TNR Gold monetizes royalty holding on Mariana Lithium by partial NSR sale to Lithium Royalty Corp

TNR Gold Corp. has announced that it has entered into a royalty purchase agreement dated July 22, 2022 with an Ontario limited partnership affiliated with Lithium Royalty Corp (“LRC“) for the sale of a portion of its net smelter returns royalty involving the Mariana Lithium Project (“Mariana“). LRC has purchased from TNR, 0.5% NSR royalty for USD$9,000,000, including 0.05% NSR royalty sold by TNR on behalf of its shareholder. This represents one-quarter of the NSR royalty held by the Company. LRC is an arms’ length party to the Company.

On October 21, 2021, TNR Gold announced that, further to the Company’s news release dated September 27, 2021, International Lithium Corp. (“ILC“) had announced the completion of the sale to Ganfeng Lithium Netherlands Co., B.V. of ILC’s remaining 8.58% stake in Litio Minera Argentina S.A. (“LMA“), the owner of the Mariana Lithium Project in Salta, Argentina. The deal included confirmation that LMA would assume all rights or obligations that ILC had in respect of the Mariana property. TNR Gold holds a 2.0% NSR royalty on the Mariana Lithium Project.

Both TNR Gold and LMA have acknowledged LMA’s responsibility to pay the 2% NSR royalty on the commencement of Commercial Production at the Mariana Lithium Project, and LMA has assumed the right to the repurchase of 50% of the NSR royalty (that is 1%).

TNR sold the portion of the NSR royalty which is not subject to any buy-back rights of LMA. After the closing of transaction with LRC, TNR will hold a 1.5% NSR royalty, including a 0.15% NSR royalty held on behalf of a shareholder (which represents a 1.35% NSR held by TNR and a 0.15% NSR in favour of the shareholder). The closing of the sale with LRC, is subject to the parties’ filing of certain notices in the Salta Mining Court in Argentina.

LMA has the right to purchase from TNR 1.0% of the NSR royalty for aggregate payment of CAN$1,000,000 at any time within 240 days of “Commencement of Commercial Production” as defined in the underlying agreement. The Company would receive CAN$900,000 and its shareholder would receive CAN$100,000 on the completion of the repurchase by LMA. If such purchase was made by LMA, TNR would hold a 0.45% NSR and its shareholder would hold a 0.05% NSR.

Kirill Klip, TNR’s Chief Executive Officer, commented, “We are very pleased that after many months of deliberate negotiations we have achieved this major milestone for our Company and a further validation of TNR Gold’s business model.
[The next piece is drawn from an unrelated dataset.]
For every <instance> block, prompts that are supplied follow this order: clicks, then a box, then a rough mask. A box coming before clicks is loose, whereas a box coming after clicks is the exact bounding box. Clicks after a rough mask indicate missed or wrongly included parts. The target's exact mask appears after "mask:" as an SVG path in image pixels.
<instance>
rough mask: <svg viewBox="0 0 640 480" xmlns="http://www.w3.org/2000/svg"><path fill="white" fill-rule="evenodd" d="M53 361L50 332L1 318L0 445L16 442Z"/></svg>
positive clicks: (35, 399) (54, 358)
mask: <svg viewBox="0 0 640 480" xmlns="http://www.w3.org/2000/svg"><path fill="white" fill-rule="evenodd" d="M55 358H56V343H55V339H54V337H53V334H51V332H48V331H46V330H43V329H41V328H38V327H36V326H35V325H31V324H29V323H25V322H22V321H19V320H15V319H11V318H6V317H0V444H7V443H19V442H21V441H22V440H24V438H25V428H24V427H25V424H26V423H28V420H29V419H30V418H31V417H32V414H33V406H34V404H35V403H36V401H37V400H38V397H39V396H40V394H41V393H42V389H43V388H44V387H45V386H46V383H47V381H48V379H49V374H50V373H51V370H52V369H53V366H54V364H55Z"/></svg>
By monetizing part of our royalty holdings, we are providing a very important benchmark for valuations of assets in our royalty portfolio and generating very significant capital, while selling to LRC only a portion of our royalty holding on the Mariana Lithium Project. This strategic transaction with LRC allows us to significantly improve our working capital position and strengthen our balance sheet. The parties expect the transaction to close within 60 days. The Company has received an initial advance of USD$350,000 from LRC under the terms of the royalty purchase agreement. We believe that our royalty holdings are undervalued, and their appropriate values are not reflected in the Company’s share price. This transaction clearly demonstrates it. We have generated a total amount of cash for TNR Gold that is well above the Company’s recent market capitalization. We have received significant industry interest in our assets and the Company is working on potential new strategic partnerships to provide further benchmarks for the market valuations of our royalty holdings.”